Cobró esperanzas Gamborena, y lo que lograr no podía dirigiéndose a un alma casi desligada ya del cuerpo, intentábalo invocando fervorosamente al Divino Juez que pronto había de juzgarla. Estrechó la mano del moribundo; creyó sentir ligera presión de los dedos glaciales. A lo que el misionero le decía aproximando mucho su rostro, respondía Torquemada con estremecimientos de la mano, que bien podían ser un lenguaje. Algunas expresiones, mugidos, o simples fenómenos acústicos del aliento resbalando entre los labios, o del aire en la laringe, los tradujo Gamborena con vario criterio. Unas veces confiado y optimista, traducía: "Jesús..., salvación... perdón...". Otras, pesimista y desesperanzado, tradujo: "La llave...
venga la llave... Exterior... mi capa... tres por ciento".
Dos horas, o poco más, se prolongó esta situación tristísima. A la madrugada, seguros ya los dos religiosos de que se acercaba el fin, redoblaron su celo de agonizantes, y cuando la monjita le exhortaba con gran vehemencia a repetir los nombres de Jesús y María, y a besar el santo crucifijo, el pobre tacaño se despidió de este mundo, diciendo con voz muy perceptible: "conversión". Algunos minutos después de decirlo, volvió aquella alma su rostro hacia la eternidad.
"¡Ha dicho conversión! — observó la monjita con alegría, cruzando las manos —. Ha querido decir que se convierte, que...".
Palpando la frente del muerto, Gamborena daba fríamente esta respuesta:
"¡Conversión! ¿Es la de su alma, o la de la Deuda?".
La monjita no comprendió bien el concepto, y ambos de rodillas, se pusieron a rezar. Lo que pensaba el bravo misionero de Indias, al propio tiempo que elevaba sus oraciones al Cielo, él no había de decirlo nunca, ni el profano puede penetrarlo.
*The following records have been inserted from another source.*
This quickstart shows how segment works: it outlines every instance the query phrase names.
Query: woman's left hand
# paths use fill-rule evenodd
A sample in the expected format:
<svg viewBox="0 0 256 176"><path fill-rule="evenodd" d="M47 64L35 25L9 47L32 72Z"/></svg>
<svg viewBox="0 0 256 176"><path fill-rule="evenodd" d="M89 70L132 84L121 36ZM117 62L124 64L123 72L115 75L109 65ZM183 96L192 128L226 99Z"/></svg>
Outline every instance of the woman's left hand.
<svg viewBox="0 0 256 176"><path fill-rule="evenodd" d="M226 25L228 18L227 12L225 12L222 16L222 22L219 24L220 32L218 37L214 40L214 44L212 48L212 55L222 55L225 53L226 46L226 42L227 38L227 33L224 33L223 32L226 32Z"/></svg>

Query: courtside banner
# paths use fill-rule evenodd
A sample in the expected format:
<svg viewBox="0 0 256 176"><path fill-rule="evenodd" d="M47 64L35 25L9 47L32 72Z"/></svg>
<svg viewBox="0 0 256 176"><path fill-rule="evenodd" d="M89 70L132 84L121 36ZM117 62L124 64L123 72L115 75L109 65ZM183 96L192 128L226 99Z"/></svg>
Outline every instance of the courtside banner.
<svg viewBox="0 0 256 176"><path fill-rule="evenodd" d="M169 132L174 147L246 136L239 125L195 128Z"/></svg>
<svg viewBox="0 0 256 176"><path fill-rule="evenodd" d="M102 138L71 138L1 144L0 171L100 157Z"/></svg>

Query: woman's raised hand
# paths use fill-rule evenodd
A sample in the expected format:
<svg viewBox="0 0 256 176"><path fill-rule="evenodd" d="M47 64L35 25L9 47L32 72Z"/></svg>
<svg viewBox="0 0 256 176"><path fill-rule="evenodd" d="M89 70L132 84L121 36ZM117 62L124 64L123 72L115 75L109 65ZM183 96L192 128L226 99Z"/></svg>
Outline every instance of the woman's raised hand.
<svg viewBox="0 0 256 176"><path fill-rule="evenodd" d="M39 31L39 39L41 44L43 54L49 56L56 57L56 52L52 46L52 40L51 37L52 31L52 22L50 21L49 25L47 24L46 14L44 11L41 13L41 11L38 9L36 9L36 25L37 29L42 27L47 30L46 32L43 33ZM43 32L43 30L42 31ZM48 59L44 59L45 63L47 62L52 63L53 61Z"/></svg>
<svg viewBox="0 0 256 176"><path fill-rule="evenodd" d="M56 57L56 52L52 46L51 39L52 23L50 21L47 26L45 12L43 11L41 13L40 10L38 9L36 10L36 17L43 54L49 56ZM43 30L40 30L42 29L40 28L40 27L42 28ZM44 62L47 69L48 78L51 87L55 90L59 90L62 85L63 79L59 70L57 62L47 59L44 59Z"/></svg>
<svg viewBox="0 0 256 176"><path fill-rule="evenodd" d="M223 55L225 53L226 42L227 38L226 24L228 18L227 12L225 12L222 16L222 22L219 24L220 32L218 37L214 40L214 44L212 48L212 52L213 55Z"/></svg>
Ante el arcano que cubre, como nube sombría, las fronteras entre lo finito y lo infinito, conténtese el profano con decir que, en el momento aquel solemnísimo, el alma del señor Marqués de San Eloy se aproximó a la puerta, cuyas llaves tiene...
quien las tiene. Nada se veía; oyose, sí, rechinar de metales en la cerradura.
Después el golpe seco, el formidable portazo que hace estremecer los orbes. Pero aquí entra la inmensa duda. ¿Cerraron después que pasara el alma, o cerraron dejándola fuera?
De esta duda, ni el mismo Gamborena, San Pedro de acá, con saber tanto, nos puede sacar. El profano, deteniéndose medroso ante el velo impenetrable que oculta el más temido y al propio tiempo el más hermoso misterio de la existencia humana, se abstiene de expresar un fallo que sería irrespetuoso, y se limita a decir:
"Bien pudo Torquemada salvarse".
"Bien pudo condenarse".
Pero no afirma ni una cosa ni otra... ¡cuidado!